SHI-Labs / OneFormer

OneFormer: One Transformer to Rule Universal Image Segmentation, arxiv 2022 / CVPR 2023
https://praeclarumjj3.github.io/oneformer
MIT License
1.41k stars 128 forks source link

GPU Memory requirements #20

Closed tomhog closed 1 year ago

tomhog commented 1 year ago

Hi

Firstly thank you for releasing this amazing work. Not only is the model amazing but the code quality is excellent. Very easy to follow.

I have a question regarding GPU memory requirements for training. In the readme there's a bit of conflicting information.
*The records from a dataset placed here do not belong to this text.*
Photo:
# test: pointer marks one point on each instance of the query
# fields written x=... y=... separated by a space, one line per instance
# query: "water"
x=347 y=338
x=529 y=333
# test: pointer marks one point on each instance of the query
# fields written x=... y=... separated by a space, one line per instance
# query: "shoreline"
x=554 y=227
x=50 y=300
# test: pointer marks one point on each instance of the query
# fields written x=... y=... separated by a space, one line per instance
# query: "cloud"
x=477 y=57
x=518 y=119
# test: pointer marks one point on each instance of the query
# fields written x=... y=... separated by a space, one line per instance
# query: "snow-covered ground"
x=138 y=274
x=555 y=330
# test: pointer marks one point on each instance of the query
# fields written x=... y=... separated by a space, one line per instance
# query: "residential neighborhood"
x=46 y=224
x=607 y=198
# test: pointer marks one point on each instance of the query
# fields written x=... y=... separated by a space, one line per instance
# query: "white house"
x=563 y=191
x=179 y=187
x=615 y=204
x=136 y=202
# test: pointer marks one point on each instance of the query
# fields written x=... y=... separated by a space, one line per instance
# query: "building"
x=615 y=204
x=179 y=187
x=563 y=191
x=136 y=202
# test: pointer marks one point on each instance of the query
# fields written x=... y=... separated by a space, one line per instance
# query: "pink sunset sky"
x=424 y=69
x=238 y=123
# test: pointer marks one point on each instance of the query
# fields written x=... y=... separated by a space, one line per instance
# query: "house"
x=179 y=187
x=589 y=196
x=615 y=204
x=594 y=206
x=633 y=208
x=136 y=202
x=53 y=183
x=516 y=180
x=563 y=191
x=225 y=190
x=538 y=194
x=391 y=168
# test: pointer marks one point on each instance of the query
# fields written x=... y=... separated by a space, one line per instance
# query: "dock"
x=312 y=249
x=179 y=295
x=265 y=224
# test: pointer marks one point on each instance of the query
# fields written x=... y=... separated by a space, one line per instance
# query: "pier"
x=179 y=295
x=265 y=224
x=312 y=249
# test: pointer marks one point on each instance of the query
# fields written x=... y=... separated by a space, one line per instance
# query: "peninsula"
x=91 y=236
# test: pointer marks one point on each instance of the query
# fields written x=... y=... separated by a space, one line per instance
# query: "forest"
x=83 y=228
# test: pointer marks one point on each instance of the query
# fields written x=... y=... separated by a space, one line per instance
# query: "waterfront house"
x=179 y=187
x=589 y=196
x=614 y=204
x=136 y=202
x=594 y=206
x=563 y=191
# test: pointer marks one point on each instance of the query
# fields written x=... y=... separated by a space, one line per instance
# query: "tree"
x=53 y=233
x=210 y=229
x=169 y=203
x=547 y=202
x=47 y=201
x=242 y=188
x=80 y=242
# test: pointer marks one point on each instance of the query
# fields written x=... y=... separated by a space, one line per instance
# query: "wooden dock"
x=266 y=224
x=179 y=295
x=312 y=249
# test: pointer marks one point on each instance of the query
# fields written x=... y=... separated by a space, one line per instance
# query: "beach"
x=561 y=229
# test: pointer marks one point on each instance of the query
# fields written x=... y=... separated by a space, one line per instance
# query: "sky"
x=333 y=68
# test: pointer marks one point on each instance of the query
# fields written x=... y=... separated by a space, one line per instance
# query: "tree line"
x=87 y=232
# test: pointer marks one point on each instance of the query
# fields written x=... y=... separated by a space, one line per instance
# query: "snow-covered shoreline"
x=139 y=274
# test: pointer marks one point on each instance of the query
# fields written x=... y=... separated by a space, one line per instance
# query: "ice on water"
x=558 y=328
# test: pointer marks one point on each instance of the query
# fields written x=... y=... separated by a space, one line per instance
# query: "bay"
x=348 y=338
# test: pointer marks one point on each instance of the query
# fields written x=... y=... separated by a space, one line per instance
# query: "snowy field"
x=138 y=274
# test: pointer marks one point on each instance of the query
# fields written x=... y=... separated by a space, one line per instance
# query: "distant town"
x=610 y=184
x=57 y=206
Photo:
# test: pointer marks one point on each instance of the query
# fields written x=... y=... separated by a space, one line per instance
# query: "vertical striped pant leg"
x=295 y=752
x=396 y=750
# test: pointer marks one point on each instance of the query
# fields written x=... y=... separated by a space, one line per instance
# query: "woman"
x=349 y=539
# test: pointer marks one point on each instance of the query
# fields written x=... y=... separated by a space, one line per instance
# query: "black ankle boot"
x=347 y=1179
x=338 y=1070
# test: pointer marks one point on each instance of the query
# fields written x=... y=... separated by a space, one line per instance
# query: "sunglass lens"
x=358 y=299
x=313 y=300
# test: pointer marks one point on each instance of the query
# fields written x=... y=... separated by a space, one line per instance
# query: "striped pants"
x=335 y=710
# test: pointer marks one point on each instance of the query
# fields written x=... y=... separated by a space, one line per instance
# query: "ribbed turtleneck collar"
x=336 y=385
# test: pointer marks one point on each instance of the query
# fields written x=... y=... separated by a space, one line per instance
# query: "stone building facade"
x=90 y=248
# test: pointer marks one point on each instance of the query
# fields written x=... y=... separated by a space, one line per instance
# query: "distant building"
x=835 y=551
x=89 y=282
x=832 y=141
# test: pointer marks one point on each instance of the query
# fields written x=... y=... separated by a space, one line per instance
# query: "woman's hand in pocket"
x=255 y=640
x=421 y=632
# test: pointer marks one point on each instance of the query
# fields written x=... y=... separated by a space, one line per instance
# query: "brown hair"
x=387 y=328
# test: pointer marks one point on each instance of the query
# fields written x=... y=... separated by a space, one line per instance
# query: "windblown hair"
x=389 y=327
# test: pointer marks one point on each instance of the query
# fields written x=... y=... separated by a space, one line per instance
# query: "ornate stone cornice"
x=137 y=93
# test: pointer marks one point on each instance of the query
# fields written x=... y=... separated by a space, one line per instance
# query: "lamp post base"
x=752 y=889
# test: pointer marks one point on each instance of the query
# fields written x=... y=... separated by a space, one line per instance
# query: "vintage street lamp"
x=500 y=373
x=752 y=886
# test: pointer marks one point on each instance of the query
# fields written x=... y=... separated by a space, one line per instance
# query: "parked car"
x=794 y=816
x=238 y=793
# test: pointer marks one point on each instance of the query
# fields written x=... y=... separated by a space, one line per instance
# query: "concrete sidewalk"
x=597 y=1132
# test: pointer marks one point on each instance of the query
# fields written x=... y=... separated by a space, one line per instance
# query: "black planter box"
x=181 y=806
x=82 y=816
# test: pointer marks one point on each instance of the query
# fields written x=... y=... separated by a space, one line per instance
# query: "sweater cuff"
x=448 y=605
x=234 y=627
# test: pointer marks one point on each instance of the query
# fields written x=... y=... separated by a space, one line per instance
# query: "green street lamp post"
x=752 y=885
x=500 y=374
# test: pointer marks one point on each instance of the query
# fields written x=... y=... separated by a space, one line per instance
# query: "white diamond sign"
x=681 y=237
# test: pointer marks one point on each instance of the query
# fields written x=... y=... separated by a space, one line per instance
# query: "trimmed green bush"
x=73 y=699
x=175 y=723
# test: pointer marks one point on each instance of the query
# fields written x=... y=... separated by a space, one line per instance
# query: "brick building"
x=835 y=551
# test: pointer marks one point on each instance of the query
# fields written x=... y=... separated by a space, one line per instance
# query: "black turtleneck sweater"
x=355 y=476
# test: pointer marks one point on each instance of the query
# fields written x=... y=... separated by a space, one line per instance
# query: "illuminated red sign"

We train all our models using 8 A6000 (48 GB each) GPUs. We use 8 A100 (80 GB each) for training Swin-L† OneFormer and DiNAT-L† OneFormer on COCO and all

Is it 8xA6000 (384GB) or 8xA100 (640GB)? Additionally would it be possible to achieve good results with less, say 2xA6000 (96GB), with it just taking longer?

Many Thanks Tom

praeclarumjj3 commented 1 year ago

Hi, thanks for pointing out the plausibility of confusion. We will make it more clear in a future commit.

Additionally would it be possible to achieve good results with less, say 2xA6000 (96GB), with it just taking longer?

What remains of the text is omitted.